Of late, I have become interested in becoming the Prince of Wales. However, I am not an English citizen and cannot inherit the throne. I can resort to marrying one of the royal family, though. Would you please tell me who I would have to marry to attain this coveted position?

Vance L., Washington, D.C.

Illustration by Slug Signorino

Cecil replies:

It pains me to have to crush your dreams, Vance, but the only way to become the Prince of Wales is to have very highly placed relatives. And even if you’d been blessed with the charming and graceful Queen Elizabeth for a mother, your princehood wouldn’t come automatically. The Sovereign’s eldest son acquires a few titles at birth–in the English peerage, he becomes the Duke of Cornwall; in the more effusive Scottish heirarchy, he’s the Duke of Rothesay, the Earl of Carrick, the Baron of Renfrew, and all-’round Lord of the Isles and Prince and Great Steward of Scotland–but he only becomes the Prince of Wales (and simultaneously the Earl of Chester) at his parent’s behest. Not that there’s a whole lot of suspense–only one British ruler, Edward III, has taken the throne without the title since Edward I acquired it for the English royal family by killing the last Welsh Prince of Wales in 1282. Prince Charles was granted his title in 1958 when he was ten years old, his sterling leadership capacities being apparent even at that early age. When Charles turned 21 in 1969, he was formally presented to the Welsh people at the princely estate in Wales, Caernarvon Castle, where he actually managed to utter a few words in the native language. The Teeming Welsh Millions looked him over and decided to keep him, as if they had a choice or even cared very much.

Marrying into the royal family won’t do you a whole lot of good. The wives of princes are automatically royal, but the husbands of princesses can only hope to receive a courtesy title. Just before Prince Philip married the then-Princess Elizabeth in 1947, the late King George was kind enough to make him Duke of Edinburgh, Earl of Merioneth, and Baron Greenwich. In 1957, Queen Elizabeth finally condescended to grant the poor guy “the style and dignity” of a Prince of the United Kingdom.

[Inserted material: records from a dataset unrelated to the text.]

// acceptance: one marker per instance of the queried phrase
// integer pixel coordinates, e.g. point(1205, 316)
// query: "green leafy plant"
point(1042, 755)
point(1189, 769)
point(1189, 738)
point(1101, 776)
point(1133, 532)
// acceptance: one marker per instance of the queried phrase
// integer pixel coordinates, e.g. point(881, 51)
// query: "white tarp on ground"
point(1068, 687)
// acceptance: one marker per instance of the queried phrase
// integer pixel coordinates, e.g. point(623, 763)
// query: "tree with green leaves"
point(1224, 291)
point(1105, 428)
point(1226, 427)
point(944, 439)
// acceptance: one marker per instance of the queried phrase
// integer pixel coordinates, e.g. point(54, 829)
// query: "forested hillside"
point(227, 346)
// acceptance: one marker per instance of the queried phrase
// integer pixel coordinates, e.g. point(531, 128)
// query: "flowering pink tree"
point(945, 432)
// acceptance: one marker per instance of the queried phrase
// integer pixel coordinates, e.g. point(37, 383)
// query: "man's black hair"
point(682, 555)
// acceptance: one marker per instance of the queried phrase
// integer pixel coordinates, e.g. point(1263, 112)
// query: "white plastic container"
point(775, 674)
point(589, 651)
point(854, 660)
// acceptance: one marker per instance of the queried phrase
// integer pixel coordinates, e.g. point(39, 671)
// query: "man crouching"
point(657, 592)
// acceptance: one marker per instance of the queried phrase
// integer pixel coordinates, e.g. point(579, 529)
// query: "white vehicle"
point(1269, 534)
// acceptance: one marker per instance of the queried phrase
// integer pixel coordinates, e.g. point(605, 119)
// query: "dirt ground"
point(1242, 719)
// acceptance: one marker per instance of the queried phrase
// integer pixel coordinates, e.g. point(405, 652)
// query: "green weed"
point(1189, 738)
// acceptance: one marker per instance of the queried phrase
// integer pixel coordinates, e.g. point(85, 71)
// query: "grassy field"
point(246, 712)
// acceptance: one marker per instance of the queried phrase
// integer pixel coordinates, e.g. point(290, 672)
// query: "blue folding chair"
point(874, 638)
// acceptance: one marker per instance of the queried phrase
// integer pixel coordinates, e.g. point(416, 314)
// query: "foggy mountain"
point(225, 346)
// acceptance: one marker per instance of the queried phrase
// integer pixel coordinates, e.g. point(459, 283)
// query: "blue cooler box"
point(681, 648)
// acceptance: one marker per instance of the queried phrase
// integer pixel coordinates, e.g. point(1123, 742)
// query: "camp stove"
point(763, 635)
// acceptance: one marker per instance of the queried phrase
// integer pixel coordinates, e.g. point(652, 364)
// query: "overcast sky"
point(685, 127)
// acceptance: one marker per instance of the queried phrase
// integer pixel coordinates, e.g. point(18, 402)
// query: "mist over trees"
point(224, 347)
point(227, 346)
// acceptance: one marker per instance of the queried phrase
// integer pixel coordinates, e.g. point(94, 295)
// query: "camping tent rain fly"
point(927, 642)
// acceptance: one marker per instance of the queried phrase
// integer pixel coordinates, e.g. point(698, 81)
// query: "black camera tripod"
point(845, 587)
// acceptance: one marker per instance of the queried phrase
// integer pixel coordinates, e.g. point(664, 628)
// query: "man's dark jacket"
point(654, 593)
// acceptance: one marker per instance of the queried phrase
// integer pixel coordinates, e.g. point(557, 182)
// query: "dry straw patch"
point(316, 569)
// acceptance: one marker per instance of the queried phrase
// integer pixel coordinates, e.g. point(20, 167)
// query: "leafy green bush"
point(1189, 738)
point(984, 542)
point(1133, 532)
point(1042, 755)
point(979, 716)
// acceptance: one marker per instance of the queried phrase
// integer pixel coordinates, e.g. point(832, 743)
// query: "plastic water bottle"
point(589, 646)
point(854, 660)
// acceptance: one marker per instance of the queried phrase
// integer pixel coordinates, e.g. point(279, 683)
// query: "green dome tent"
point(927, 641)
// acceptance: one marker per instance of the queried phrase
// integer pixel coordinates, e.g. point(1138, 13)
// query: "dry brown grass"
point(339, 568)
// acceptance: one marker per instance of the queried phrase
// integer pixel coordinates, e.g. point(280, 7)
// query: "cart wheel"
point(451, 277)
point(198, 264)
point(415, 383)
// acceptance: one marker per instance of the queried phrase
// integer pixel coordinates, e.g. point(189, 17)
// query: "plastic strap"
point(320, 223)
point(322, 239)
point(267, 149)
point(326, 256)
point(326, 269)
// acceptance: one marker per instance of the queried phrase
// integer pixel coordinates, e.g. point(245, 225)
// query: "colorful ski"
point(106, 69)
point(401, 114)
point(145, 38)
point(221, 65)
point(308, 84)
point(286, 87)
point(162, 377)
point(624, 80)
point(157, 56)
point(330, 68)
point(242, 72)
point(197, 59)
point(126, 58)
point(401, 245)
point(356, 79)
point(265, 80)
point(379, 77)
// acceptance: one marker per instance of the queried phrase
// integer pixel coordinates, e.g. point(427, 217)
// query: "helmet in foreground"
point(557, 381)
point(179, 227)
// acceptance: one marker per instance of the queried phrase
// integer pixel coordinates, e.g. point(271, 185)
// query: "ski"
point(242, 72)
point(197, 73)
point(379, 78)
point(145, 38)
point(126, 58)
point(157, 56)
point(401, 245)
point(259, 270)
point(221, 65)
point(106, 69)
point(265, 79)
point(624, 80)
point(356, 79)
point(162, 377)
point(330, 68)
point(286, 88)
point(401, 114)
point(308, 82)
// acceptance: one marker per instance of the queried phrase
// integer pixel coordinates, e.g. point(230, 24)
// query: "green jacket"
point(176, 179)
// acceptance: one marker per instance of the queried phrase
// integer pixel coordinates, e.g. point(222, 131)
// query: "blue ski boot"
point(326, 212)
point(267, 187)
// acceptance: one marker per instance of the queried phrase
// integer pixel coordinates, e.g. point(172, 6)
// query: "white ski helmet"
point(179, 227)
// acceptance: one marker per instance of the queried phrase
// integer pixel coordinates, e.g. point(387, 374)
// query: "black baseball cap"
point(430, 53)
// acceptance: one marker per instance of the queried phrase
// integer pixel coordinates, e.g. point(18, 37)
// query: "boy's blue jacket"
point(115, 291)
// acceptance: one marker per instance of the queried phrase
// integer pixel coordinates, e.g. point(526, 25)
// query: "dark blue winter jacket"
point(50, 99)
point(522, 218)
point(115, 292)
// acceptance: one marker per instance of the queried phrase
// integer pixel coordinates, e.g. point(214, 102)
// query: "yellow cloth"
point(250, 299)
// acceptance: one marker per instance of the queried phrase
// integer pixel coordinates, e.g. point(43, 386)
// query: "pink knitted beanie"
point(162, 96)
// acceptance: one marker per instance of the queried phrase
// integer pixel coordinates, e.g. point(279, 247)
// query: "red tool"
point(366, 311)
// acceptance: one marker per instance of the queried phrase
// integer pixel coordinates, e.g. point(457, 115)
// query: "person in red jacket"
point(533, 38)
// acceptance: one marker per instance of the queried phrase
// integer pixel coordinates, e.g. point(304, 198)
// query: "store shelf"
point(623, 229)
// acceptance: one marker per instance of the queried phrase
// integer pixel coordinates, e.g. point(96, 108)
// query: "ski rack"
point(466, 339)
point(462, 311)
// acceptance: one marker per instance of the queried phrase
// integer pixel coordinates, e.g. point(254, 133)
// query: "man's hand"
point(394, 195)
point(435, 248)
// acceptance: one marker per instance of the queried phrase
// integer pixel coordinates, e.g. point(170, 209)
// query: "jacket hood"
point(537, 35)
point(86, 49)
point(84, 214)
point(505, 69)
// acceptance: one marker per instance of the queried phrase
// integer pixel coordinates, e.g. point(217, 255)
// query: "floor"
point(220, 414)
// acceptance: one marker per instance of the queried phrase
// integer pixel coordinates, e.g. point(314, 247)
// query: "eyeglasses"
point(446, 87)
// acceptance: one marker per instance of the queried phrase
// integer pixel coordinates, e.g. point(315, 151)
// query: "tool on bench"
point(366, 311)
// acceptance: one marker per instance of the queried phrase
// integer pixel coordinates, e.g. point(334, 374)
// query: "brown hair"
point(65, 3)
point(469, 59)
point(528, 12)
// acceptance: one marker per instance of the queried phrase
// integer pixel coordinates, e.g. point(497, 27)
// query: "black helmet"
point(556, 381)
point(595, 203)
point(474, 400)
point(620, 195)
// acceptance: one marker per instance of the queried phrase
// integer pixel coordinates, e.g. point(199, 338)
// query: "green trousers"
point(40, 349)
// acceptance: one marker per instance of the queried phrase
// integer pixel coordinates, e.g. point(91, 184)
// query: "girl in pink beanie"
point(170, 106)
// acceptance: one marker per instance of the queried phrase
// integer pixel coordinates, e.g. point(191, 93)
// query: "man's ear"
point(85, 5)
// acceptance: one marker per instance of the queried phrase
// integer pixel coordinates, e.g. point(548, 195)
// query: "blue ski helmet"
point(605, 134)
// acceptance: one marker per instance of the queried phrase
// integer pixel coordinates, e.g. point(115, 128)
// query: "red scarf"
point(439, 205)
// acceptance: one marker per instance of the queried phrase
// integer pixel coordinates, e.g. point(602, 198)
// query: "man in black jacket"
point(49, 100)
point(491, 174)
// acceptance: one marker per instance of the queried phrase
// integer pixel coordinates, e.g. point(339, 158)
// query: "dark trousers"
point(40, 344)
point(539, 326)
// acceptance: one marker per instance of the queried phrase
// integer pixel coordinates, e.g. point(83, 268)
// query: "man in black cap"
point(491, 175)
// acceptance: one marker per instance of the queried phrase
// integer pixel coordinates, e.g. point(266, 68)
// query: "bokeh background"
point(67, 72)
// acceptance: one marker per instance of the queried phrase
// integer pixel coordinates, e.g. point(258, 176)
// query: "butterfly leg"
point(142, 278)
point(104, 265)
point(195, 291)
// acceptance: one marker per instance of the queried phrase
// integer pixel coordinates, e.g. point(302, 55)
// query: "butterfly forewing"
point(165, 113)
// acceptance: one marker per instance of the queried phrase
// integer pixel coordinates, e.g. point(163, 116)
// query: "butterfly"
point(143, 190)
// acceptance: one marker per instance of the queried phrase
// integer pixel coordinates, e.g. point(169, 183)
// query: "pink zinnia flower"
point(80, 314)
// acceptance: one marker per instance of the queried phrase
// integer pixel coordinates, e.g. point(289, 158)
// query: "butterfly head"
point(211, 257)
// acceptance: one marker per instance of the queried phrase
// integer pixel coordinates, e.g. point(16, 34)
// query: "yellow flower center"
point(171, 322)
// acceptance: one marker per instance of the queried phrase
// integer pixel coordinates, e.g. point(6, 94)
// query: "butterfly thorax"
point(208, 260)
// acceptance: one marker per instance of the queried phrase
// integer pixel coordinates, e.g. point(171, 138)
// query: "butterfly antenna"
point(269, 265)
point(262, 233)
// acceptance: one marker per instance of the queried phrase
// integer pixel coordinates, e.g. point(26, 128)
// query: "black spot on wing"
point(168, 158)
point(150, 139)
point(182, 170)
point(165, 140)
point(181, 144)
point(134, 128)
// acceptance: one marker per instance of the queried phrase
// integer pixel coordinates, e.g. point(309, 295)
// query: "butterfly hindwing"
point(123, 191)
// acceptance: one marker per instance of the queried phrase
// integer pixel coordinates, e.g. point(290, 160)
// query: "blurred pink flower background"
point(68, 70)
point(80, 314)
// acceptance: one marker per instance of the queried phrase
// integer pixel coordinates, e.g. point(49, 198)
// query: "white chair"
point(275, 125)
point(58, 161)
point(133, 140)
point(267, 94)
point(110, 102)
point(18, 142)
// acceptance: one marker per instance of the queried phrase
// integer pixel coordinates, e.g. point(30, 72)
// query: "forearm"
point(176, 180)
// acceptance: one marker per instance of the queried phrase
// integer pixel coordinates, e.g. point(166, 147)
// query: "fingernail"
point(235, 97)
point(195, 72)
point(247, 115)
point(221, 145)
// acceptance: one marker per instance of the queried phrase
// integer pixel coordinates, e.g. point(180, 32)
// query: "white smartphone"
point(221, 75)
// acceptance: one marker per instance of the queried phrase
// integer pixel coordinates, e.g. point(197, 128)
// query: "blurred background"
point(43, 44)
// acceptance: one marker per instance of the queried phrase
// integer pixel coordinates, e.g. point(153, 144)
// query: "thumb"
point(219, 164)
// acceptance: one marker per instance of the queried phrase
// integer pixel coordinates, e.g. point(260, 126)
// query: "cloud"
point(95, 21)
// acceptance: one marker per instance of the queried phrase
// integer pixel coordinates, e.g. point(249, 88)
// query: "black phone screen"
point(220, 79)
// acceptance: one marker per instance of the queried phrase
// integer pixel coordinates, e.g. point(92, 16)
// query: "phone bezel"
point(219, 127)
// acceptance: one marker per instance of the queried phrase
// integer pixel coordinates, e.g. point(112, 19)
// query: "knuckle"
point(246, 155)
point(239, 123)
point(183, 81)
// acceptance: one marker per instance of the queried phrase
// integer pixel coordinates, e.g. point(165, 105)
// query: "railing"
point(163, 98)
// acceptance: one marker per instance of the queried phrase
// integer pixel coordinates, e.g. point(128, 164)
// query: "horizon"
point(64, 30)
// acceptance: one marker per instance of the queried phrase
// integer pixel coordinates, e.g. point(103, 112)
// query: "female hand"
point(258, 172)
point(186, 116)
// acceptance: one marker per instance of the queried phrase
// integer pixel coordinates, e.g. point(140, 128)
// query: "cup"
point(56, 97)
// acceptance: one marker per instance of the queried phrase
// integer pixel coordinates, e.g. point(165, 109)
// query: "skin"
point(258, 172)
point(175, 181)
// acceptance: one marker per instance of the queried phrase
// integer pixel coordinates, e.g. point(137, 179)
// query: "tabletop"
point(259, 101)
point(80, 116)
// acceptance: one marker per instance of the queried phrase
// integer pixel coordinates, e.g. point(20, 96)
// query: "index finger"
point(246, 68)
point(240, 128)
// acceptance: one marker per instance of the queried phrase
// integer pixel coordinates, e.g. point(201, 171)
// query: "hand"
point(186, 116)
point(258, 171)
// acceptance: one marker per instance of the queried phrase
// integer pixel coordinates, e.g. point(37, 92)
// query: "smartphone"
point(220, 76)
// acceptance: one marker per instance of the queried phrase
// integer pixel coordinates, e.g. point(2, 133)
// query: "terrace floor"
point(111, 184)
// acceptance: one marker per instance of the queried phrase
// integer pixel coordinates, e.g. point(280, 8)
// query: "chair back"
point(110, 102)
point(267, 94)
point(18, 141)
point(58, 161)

So far, though, Captain Mark Phillips, Princess Anne’s soulmate, hasn’t seen so much as a crummy barony–the pits of the peerage. In fact, Princess Anne has been shortshrifted herself: as Queen Elizabeth’s eldest daughter, she’s entitled to become the Princess Royal (the female equivalent, more or less, of the Prince of Wales), but the old lady hasn’t gotten around to it yet. For Anne, however, the title would only be a small comfort–she can only become Queen if she eliminates her two younger brothers, the Princes Andrew and Edward, along with Charles, which isn’t going to be easy. They only look stupid.